Getting our children to say thank you and actually mean it isn’t easy, but it’s more than possible! Here are the five most important tips for how to teach your child to say thank you consistently and authentically.

By: Maralee McKee, The Etiquette School of America

How do we get our children to say thank you and actually mean it?

Though the classic Christmas song promises that it’s “the most wonderful time of the year,” it doesn’t always feel that way to a mom who has just watched wide-eyed as her child ripped off the paper and bows of four presents from in-laws and others without slowing down to say even one thank you. While we wish our children would express thankfulness as quickly and with as much enthusiasm as they open their gifts, it doesn’t always happen.And it’s especially hard for them to slow down to express gratitude in the middle of the tinsel-strewn excitement of December.

With that in mind, here are five tips for getting your children to say thank you and even mean it!

5 Tips for Getting Your Child to Say Thank you and Mean It

1. Model gratitude. As moms we have to speak the language of gratitude fluently before we can expect our children to pick up even a phrase or two. Studies show that kids use courtesy words only about 20 percent as much as they hear them. If “please” and “thank you” don’t roll off our tongues at every opportunity, our children won’t be exposed to these words enough to remember to say them nearly as often as they should.

2. Teach the meaning. From teaching corporate seminars and children’s classes to thousands, I’ve realized that most people aren’t clear about the meaning of “thank you.” It doesn’t translate as, “I love this!” or even as, “I like this!” What it really means is, “I notice you did something for me.” Kids often feel as if saying thank you is telling a fib if the gift they just opened or the food set in front of them isn’t something they find appealing. When they understand that saying thank you has nothing to do with how much they like or don’t like what they’re thanking the other person for, they are more apt to say it — and mean it!

3. Talk about the feeling. The needs to feel noticed and appreciated are the two most powerfully felt needs for all of us. Talk to your children about how they feel when something special they did is appreciated, and how that compares to their feelings when no one seems to notice their efforts. Explain that every time they say thank you, they’re passing on the gift of the good feeling of being regarded and appreciated. Let them know that their very words are presents they’re giving the other person.

Bonus tip: Gratitude is most memorable when it’s expressed in a sentence or more. Once a child is no longer a toddler, they can offer more than a simple thanks or thank you. The best thank you sentence(s) have three parts: 1.) the actual thank you, 2.) saying the other person’s name, 3.) naming the gift and saying something nice about it. Here are a couple of examples:

4. Eliminate the element of surprise. Nobody likes to enter an unknown situation or find themselves at a loss for words. In the days leading up to your next social event, tell your child(ren) all about the party or event. Give them details about who will be there, how guests will be dressed, what everyone will be eating, and what they can expect in the way of possible conversations or scenarios. Give your children some fallback scripts and actions. Being prepared will help them feel secure. You might say to your young son:

“Corbett, at our party on Friday night, Great Aunt Edith is probably going to hug you and tell you that you’re too skinny. I know you don’t see her that often, so you feel weird about hugging her. And I know that you don’t like it when people say you’re skinny.
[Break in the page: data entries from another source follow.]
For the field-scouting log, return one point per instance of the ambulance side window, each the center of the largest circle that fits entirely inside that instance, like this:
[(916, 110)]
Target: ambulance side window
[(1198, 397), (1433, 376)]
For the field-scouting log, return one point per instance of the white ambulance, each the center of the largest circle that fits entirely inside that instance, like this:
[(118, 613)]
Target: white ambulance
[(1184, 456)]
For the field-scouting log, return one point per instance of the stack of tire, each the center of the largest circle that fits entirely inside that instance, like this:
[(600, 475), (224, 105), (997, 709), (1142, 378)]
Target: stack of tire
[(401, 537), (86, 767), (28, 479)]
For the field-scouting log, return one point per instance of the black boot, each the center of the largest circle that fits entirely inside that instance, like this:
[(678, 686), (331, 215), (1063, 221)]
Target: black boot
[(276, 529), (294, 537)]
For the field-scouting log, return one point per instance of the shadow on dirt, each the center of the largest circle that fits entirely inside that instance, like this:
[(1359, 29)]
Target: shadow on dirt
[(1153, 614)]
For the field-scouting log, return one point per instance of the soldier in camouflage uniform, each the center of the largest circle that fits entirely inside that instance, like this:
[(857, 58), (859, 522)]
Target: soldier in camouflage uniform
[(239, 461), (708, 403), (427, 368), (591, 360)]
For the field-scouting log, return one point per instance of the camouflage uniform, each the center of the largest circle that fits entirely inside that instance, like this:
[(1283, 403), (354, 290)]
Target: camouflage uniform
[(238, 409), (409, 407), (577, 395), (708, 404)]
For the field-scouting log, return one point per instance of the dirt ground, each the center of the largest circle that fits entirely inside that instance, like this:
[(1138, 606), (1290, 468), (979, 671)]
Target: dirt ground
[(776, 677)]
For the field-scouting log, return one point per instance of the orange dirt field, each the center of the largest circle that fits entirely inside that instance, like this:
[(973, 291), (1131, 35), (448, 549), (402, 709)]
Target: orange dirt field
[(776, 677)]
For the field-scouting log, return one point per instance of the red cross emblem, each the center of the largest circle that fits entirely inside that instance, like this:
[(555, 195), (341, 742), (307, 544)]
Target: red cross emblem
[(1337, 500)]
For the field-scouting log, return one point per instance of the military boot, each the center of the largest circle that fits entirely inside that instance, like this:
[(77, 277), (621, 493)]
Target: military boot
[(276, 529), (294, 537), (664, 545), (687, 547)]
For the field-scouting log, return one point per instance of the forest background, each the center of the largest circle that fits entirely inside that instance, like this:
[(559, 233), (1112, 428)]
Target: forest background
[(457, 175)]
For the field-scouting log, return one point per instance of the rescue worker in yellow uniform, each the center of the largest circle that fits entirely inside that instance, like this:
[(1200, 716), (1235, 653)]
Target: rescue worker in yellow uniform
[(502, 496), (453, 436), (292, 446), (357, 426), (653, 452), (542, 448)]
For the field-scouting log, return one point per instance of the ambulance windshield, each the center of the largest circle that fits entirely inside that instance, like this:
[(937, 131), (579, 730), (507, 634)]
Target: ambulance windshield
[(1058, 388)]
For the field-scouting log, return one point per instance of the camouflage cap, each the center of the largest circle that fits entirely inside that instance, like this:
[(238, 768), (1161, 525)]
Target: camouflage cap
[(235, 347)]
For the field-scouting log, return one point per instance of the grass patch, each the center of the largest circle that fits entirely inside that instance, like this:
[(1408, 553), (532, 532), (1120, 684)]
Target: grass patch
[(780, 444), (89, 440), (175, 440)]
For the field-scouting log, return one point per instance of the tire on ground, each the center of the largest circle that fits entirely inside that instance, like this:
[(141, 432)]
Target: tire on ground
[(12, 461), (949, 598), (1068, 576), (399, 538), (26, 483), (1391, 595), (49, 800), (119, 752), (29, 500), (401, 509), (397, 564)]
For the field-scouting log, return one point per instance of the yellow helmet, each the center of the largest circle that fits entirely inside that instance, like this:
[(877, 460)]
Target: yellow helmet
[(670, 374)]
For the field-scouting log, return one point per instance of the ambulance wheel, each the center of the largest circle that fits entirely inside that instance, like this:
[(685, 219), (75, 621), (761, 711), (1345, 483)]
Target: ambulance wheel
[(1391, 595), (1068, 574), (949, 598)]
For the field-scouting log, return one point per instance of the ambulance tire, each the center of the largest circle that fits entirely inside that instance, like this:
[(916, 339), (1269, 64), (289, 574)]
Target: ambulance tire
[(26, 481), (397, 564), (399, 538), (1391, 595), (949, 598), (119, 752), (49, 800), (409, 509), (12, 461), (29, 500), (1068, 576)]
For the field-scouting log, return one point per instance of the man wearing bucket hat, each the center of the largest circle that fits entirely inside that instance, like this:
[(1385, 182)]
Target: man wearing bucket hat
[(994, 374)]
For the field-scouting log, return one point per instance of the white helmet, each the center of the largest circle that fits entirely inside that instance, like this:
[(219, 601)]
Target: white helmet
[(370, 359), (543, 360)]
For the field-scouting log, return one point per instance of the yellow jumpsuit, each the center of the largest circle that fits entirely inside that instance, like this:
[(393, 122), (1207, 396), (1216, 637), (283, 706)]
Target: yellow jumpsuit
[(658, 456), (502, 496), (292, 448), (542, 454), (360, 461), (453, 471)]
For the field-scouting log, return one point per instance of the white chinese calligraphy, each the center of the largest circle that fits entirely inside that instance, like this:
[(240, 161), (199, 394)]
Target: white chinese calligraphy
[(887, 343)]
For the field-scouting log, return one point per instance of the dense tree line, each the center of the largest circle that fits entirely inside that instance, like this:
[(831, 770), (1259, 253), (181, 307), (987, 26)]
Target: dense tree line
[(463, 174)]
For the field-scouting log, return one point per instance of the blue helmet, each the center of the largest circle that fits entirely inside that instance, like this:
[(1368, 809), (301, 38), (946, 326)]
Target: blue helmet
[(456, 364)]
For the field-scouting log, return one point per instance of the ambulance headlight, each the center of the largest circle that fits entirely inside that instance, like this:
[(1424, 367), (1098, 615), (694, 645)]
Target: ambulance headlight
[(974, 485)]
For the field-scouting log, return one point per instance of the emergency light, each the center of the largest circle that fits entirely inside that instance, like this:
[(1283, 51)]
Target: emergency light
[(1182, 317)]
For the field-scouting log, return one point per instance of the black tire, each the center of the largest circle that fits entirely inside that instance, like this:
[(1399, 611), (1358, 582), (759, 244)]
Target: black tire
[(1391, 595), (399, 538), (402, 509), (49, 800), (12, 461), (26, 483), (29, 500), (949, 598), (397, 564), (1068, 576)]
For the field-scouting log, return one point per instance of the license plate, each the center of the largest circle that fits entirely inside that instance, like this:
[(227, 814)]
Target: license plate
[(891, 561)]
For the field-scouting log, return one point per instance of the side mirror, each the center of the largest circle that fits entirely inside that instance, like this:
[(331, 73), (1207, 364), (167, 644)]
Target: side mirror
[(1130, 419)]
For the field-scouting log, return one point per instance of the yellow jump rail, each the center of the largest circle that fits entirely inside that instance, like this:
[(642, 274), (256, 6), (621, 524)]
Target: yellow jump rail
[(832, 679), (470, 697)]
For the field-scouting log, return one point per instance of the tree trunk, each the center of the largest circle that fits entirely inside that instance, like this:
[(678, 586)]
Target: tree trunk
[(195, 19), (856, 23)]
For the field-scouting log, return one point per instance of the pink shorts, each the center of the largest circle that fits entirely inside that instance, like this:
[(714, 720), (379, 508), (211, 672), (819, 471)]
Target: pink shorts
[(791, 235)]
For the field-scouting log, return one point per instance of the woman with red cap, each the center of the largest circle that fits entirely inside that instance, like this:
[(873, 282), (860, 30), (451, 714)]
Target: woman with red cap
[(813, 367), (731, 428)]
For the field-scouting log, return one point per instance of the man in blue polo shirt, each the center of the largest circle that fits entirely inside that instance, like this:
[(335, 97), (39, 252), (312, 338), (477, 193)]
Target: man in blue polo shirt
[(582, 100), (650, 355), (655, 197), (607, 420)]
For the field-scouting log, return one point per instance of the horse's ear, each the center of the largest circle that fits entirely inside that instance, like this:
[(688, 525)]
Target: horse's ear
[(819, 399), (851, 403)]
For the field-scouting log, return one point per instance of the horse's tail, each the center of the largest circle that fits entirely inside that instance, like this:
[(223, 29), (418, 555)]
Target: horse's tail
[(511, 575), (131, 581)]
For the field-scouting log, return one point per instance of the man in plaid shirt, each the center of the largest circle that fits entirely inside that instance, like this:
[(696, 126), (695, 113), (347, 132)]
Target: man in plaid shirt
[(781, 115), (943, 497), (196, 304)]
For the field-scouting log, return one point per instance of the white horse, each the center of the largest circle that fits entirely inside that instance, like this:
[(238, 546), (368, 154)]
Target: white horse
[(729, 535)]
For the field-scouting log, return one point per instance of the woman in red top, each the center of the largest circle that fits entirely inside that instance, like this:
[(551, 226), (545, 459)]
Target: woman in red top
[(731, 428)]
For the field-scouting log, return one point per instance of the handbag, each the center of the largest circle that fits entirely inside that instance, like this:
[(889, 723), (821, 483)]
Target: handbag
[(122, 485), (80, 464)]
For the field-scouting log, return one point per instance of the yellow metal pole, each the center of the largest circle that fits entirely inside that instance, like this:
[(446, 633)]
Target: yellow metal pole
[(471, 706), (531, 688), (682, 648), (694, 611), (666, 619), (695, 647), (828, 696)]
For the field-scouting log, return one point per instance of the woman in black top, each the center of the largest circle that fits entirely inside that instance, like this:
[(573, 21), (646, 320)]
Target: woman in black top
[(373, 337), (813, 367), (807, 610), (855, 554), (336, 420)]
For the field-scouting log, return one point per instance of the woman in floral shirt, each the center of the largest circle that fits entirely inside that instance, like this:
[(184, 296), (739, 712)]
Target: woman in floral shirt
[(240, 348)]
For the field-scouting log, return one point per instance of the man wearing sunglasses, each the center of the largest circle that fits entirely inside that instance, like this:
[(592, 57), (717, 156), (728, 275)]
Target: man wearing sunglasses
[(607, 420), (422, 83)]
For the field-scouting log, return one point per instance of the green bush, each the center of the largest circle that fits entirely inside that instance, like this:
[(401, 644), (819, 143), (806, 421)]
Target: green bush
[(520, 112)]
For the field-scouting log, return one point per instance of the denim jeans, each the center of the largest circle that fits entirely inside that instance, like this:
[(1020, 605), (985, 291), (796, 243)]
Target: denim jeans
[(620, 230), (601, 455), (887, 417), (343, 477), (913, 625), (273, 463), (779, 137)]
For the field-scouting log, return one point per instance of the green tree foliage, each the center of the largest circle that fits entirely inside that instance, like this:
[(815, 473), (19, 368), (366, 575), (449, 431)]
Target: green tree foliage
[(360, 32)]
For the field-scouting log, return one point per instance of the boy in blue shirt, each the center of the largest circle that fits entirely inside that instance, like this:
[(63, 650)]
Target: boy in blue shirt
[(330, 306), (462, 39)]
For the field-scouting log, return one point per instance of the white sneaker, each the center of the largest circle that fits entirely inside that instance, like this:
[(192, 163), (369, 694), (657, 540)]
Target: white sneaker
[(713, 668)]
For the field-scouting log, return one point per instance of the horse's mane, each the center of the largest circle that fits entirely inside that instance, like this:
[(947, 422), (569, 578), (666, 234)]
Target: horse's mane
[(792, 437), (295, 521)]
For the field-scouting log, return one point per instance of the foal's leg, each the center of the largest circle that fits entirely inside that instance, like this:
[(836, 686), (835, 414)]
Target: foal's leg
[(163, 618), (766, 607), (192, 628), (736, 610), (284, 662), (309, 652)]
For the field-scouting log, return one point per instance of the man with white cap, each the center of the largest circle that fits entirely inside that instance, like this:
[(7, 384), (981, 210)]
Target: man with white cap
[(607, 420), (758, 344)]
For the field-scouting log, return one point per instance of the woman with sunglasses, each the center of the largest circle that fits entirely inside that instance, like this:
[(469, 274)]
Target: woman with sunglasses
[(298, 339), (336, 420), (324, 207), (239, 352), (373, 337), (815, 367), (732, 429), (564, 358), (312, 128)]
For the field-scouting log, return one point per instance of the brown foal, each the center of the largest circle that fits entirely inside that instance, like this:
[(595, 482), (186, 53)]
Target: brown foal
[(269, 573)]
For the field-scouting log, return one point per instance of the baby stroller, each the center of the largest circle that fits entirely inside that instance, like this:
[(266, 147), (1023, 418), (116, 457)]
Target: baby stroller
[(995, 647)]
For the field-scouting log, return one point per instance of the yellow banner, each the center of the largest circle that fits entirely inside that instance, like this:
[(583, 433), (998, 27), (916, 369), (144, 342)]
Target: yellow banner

“If she hugs you, hug her back, smile, and say, ‘Merry Christmas, Aunt Edith. Thank you for coming to our party.’ If she says you’re too skinny, then nicely say, ‘This is just how I am for now. Don’t worry. I eat lots.’”

“She’s getting older and she loves you a lot. When you pay attention to her, it makes her very happy, and making people happy is a good gift to give.”

5. Practice gratitude towards the giver. Teach your children that the giver is more important than the gift. Role-playing is a great way to do this with younger children. A day or two before the party, get out a gift bag and put something boring inside, like a pair of socks. Use this as a visual aid for your child to practice opening a present that is not as thrilling as hoped. Explain that it isn’t necessary to fib and say they love it. However, they should acknowledge the gift by smiling, making eye contact with the giver, and saying something like, “Thank you for thinking of me, Uncle Rob! I can always use more socks.” In addition, role-play how to slow down and say thank you after opening each gift. Teaching your child to thank the giver before going on to the next gift prevents the “open and disregard” routine that happens when children tear open packages without showing thought toward the gift or the giver.